4. Halk ve divan şiirinden özellikle Rus şair Mayakovski’den yararlanılmıştır.
5. Materyalist ve Marksist bir dünya görüşü üzerinde temellendirilmiştir.
6. Gelecekçilik (fütürizm) akımından etkilenmişlerdir.
7. Söylev üslubundan yararlanmıştır.
8. Bu şiirler geniş kitlelere hitap etmek ve onları harekete geçirmek amacıyla yazılmıştır.
9. Toplum için sanat anlayışı vardır.
10. Emekçilerin sorunları, köycülük, halkçılık, insan, toplum ve üretim ilişkileri gibi temalar işlenir.
11. Sanat her türlü dinsel ve töresel bağlardan kurtulmalıdır.
12. Dil, alıcıyı harekete geçirme işlevinde kullanılmıştır.
13. Nazım Hikmet, Beşir Fuat, Hasan İzzettin Dinamo, Abdullah Cevdet, Ercüment Behzat Lav, Şevket Süreyya Aydemir, Vedat Nedim Tör bu edebiyat anlayışının öncüleridir.

NAZIM HİKMET (1902–1963)
1902’de Selanik’te doğdu. Heybeliada Harbiye Mektebi’ni bitirdi. Aydınlık Gazetesi’nde yayınlanan yazı ve şiirleri nedeniyle 15 yıl hapsi istenince Moskova’ya kaçtı. 1928’de çıkarılan Af Kanunu’ndan yararlanıp tekrar yurda döndü. Resimli Ay Dergisi’nde çalışmaya başladı. 1932’de yeniden 4 yıl hapse mahkûm oldu.

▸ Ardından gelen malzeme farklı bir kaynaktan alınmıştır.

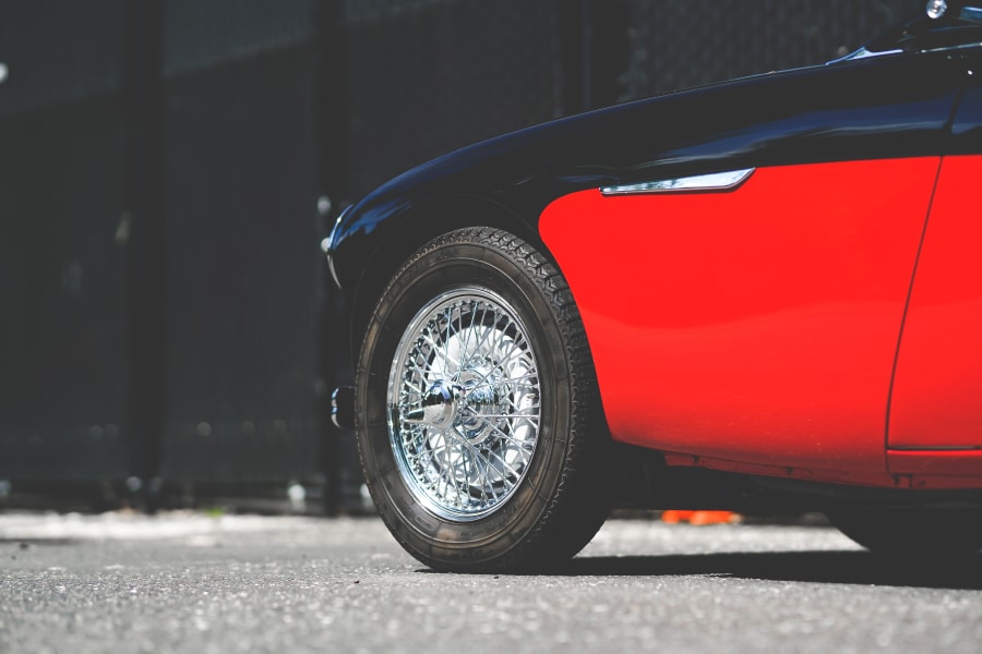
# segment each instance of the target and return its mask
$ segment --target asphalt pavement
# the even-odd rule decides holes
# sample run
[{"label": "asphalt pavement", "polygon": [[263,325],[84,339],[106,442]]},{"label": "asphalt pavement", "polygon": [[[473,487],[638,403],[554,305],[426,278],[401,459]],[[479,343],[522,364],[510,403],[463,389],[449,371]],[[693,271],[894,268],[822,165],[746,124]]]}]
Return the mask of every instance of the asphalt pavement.
[{"label": "asphalt pavement", "polygon": [[944,652],[982,557],[823,526],[613,520],[562,573],[440,574],[373,518],[0,513],[0,652]]}]

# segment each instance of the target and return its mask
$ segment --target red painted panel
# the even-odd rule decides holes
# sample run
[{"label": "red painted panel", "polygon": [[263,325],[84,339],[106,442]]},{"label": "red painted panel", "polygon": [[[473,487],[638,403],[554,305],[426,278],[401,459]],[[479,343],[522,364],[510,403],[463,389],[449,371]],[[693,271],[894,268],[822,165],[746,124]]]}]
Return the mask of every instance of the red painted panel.
[{"label": "red painted panel", "polygon": [[757,170],[728,193],[556,199],[542,239],[613,436],[886,470],[890,373],[937,158]]},{"label": "red painted panel", "polygon": [[946,157],[903,325],[890,447],[982,447],[982,157]]}]

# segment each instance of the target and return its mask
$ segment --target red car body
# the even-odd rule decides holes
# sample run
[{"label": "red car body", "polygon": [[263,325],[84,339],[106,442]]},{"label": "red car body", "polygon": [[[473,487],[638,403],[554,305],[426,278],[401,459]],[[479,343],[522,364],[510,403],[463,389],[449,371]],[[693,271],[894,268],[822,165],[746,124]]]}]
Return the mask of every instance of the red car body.
[{"label": "red car body", "polygon": [[575,554],[611,506],[824,510],[982,547],[982,7],[612,107],[349,207],[352,426],[440,569]]}]

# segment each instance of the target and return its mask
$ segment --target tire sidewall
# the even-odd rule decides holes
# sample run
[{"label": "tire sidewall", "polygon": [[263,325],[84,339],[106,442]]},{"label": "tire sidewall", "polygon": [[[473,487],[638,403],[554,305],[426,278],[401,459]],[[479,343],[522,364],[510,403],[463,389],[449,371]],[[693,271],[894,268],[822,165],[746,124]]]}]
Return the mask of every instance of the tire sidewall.
[{"label": "tire sidewall", "polygon": [[[529,468],[512,495],[483,518],[456,522],[420,506],[403,479],[388,433],[387,386],[397,344],[417,312],[433,298],[468,286],[498,293],[525,326],[539,370],[541,416]],[[483,244],[441,241],[405,267],[383,294],[359,360],[356,429],[367,483],[383,520],[424,562],[491,564],[526,546],[540,525],[561,483],[570,429],[572,388],[562,336],[544,279]]]}]

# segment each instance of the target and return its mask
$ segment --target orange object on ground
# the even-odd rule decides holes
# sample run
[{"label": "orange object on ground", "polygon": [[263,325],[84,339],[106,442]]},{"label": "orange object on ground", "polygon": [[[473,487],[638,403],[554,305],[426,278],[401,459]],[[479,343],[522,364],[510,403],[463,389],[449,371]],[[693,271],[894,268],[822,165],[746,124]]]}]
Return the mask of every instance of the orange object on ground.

Bu kez, Cumhuriyet’in 10. Yılı nedeniyle çıkarılan aftan yararlandı. Gazetecilik yaptı, film stüdyolarında çalıştı. 1938’de Harp Okulu’ndaki aramalarda ele geçen şiir ve kitapları nedeniyle "orduyu kışkırtmakla" suçlandı ve 28 yıl 4 aya hüküm giydi. Çankırı ve Bursa cezaevlerinde yattı. 1950’de özgürlüğüne kavuştu. Askere alınması kararı çıkınca tekrar Moskova’ya kaçtı. 25 Temmuz 1951’de Türkiye Cumhuriyeti vatandaşlığından çıkarıldı. O da Polonya uyruğuna geçti. 1963’te öldü. Moskova’da toprağa verildi. Orada yatıyor.
Şiirlerinden birçoğu müzisyen Zülfü Livaneli tarafından bestelendi.
Divan ve halk şiiri söyleyişlerinden de yararlandı.
Hece vezninden ayrılarak Türkçenin ses özellikleri ile armoni oluşturan serbest vezni benimsedi.
Serbest nazım, serbest şiir, özgür koşuk adlarıyla nitelenen akımın başlatıcısıdır.
Ona göre şiirde asıl önemli olan öz’dür. Biçim öze uydurulmalı, özü bir kat daha belirgin kılmalıdır.
Moskova’dayken tanıdığı gelecekçilik (fütürizm) akımından etkilenerek yazdığı şiirlerinde ölçüyü atmakla birlikte uyağı boşlamaz.
“Memleketimden İnsan Manzaraları” adlı eseri şiirinin doruğunu oluşturur.
Şiir, roman, öykü, tiyatro masal, mektup gibi türlerde eser vermiştir.
ŞİİR: Memleketimden İnsan Manzaraları, 835 Satır, Sesini Kaybeden Şehir, Benerci Kendini Niçin Öldürdü,
Taranta-Babu'ya Mektuplar, Şeyh Bedreddin Destanı, Kurtuluş Savaşı Destanı

3. MİLLİ EDEBİYAT ZEVK VE ANLAYIŞINI SÜRDÜREN ŞİİR

MİLLİ EDEBİYAT ZEVK VE ANLAYIŞINI SÜRDÜREN ŞİİRİN ÖZELLİKLERİ
1. Kurtuluş Savaşı’nın etkilerinin sürdüğü dönemde ortaya çıkmış, dünyadaki milliyetçilik akımından etkilenmiştir.
2. Milliyetçi bir yapısının olması nedeniyle Türk diline büyük önem verilmiştir. Yabancı sözcükler yerine mümkün olduğunca Türkçe karşılıkları kullanılmıştır
3. Yabancı dillerin dil kuralları terk edilmiştir.
4. Sözcükler ilk anlamlarıyla kullanılmış, sade bir dil tercih edilmiştir.
5. Halk şiiri nazım şekillerinden yararlanılmıştır.
6. Şiirde ahenk, hece vezni ve uyakla sağlanmıştır.
7. Millî hisler ön plândadır. Memleket sevgisi, kurtuluş savaşı, tarih, kahramanlık gibi temalar işlenmiştir.
8. Şiirlerde halk arasından seçilmiş sıradan insanlar vardır.
9. Şairler şiirlerini, Kültür Haftası, Hisar, Çınaraltı gibi dergilerde yayımlamışlardır.
10. Başlıca şairleri Ahmet Kutsi Tecer, Orhan Şaik Gökyay, Arif Nihat Asya, Kemalettin Kamu, Zeki Ömer Defne ve Beş Hececiler (Faruk Nafiz Çamlıbel, Yusuf Ziya Ortaç, Enis Behiç Koryürek, Halit Fahri Ozansoy, Orhan Seyfi Orhon)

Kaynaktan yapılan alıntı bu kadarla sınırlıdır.